There was but one house at Chieveley - the stationmaster’s house.  It had been effectually looted after the Boer fashion, but it would have done well as a resting-place for the four nurses who came up with the hospital.  The house, however, had been taken possession of, and the nurses had to contemplate either a night in the open or in the waiting-room at the station.  As this latter room had been used as a stable by the Boers, it was not in much request.  It served, however, as a place for the depositing of personal baggage and for the preparing of such food as it was possible to prepare - chiefly, indeed, for the making of tea.

The question of where to sleep was soon solved by the necessities of the position.  These ill-housed women, as a matter of fact, were hard at work all Friday, all Saturday, and all Saturday night.  They seemed oblivious to fatigue, to hunger, or to any need for sleep.  Considering that the heat was intense, that the thirst which attended it was distressing and incessant, that water was scarce, and that the work in hand was heavy and trying, it was wonderful that they came out of it all so little the worse in the end.

Their ministrations to the wounded were invaluable and beyond all praise.  They did a service during those distressful days which none but nurses could have rendered, and they set to all at Chieveley an example of unselfishness, self-sacrifice, and indefatigable devotion to duty.
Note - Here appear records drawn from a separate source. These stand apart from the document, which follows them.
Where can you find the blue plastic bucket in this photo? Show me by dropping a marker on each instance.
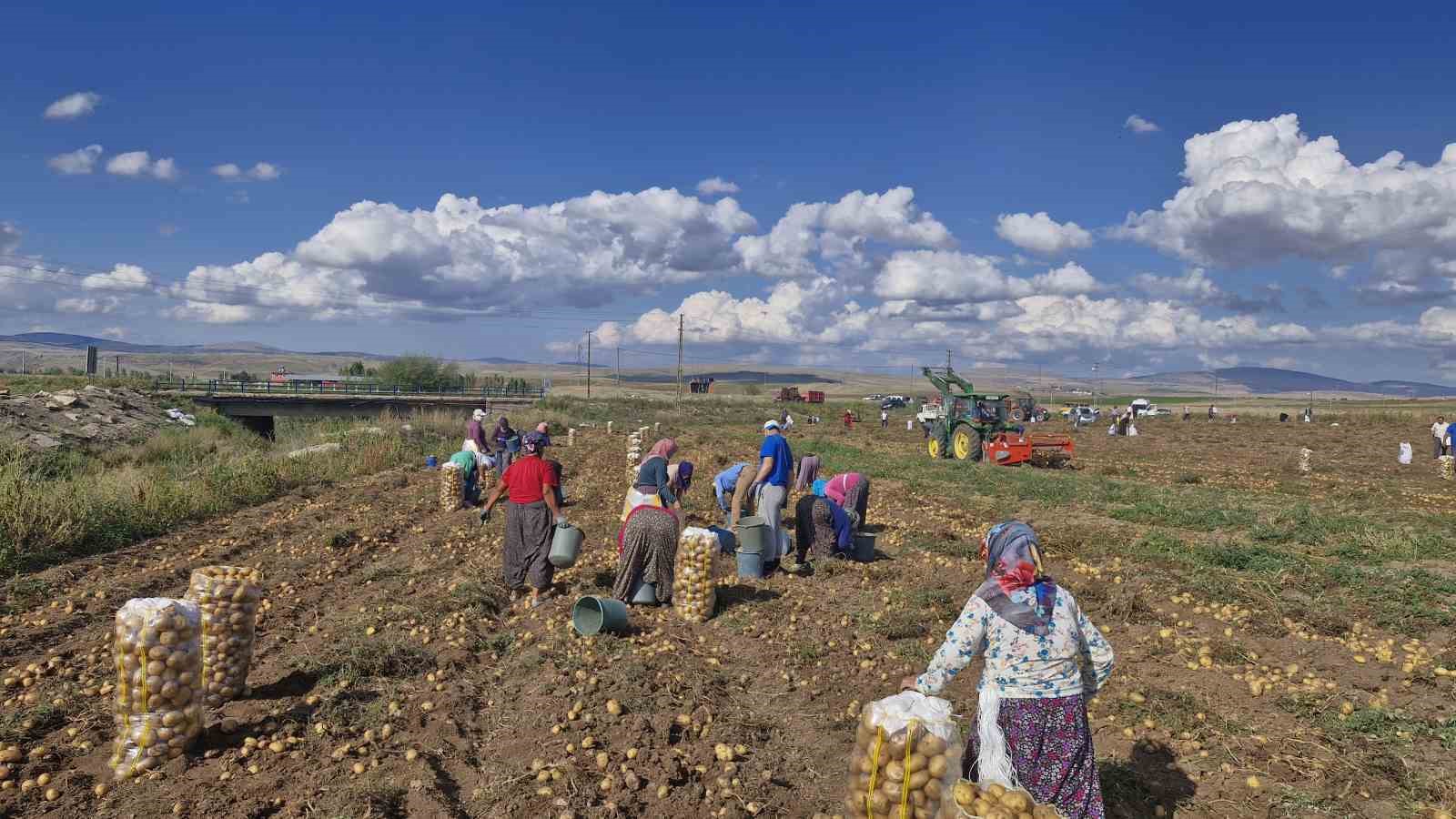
(597, 615)
(865, 547)
(753, 533)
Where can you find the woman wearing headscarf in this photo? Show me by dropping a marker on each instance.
(652, 486)
(808, 472)
(822, 528)
(529, 518)
(501, 436)
(851, 490)
(647, 550)
(1043, 661)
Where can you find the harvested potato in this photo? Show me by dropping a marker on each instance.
(451, 487)
(159, 698)
(695, 593)
(228, 598)
(895, 751)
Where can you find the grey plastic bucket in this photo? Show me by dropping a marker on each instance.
(753, 533)
(565, 545)
(597, 615)
(644, 593)
(750, 564)
(865, 547)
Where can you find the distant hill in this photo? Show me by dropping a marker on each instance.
(1267, 380)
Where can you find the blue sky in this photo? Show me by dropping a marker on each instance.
(1286, 251)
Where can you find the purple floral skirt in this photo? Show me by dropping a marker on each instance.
(1050, 745)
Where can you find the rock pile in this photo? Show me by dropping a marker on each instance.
(80, 417)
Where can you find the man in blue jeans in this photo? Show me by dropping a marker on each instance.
(774, 479)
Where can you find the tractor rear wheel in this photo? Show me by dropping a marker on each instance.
(966, 443)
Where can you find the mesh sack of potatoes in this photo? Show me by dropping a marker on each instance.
(159, 703)
(695, 592)
(228, 598)
(906, 760)
(997, 802)
(451, 487)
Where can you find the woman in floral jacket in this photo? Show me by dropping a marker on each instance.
(1043, 659)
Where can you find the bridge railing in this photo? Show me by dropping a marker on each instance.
(213, 387)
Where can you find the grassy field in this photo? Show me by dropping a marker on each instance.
(1285, 639)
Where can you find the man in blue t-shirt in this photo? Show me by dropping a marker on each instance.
(775, 475)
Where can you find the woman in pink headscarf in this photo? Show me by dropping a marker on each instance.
(652, 484)
(851, 490)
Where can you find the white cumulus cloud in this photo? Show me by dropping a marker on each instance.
(73, 106)
(839, 234)
(1140, 126)
(82, 160)
(9, 237)
(1257, 191)
(1041, 235)
(140, 164)
(715, 187)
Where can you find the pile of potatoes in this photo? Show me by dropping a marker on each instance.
(695, 593)
(999, 802)
(451, 487)
(228, 598)
(905, 774)
(159, 702)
They brought to many of the wounded and the dying that comfort which men are little able to evolve, or are uncouth in bestowing, and which belongs especially to the tender, undefined and undefinable ministrations of women.

The English soldier is as sensible of attention and as appreciative of sympathy and kindness as any other man who is at the mercy of circumstances, and I can well believe that there are many soldiers - some of them now in England, crippled for life - who will long keep green the memory of the sisters at Chieveley.

Some weeks after Colenso I was at Pietermaritzburg, and was looking up in the hospital wards certain cases which had been attended to in "No. 4."  Among them was a paralysed man to whom one of the nurses had been very kind at Chieveley.  I found him comfortably bestowed, but he was possessed of a handkerchief the extreme dirtiness of which led me to suggest that, as he was now in a centre of luxury, he should ask for a clean one.  To which he replied, "I am not going to give this one up; I am afraid of losing it.  The sister who looked after me at Chieveley gave it to me, and here is her name in the corner."

As the truce was over on Saturday, and as the Boers might assume the aggressive and shell Chieveley and its helpless colony, the order was given to break up the hospital and get all the wounded away by train, and to retire with the tents and equipment to Frere.  This was done on Sunday morning.

As soon as the wounded had left - and it was no light matter getting them away - it was thought desirable that the women should be at once got out of danger, and so they were bundled down to Frere with little ceremony in a mule wagon.  As they had no hospital to go to (for "No. 4" did not arrive until the small hours of the following morning) they took refuge in the hotel at Frere.  They had some food with them, albeit it was not of a kind to attract the fastidious, and the four of them slept on the floor of a looted and empty room, which even the kindly heart of Mrs. Wilson could not render other than a dreary resting place.  This was their only "night in" in three days.

I had, I am bound to confess, the advantage of them in the matter of ventilation, for I slept in a wagon.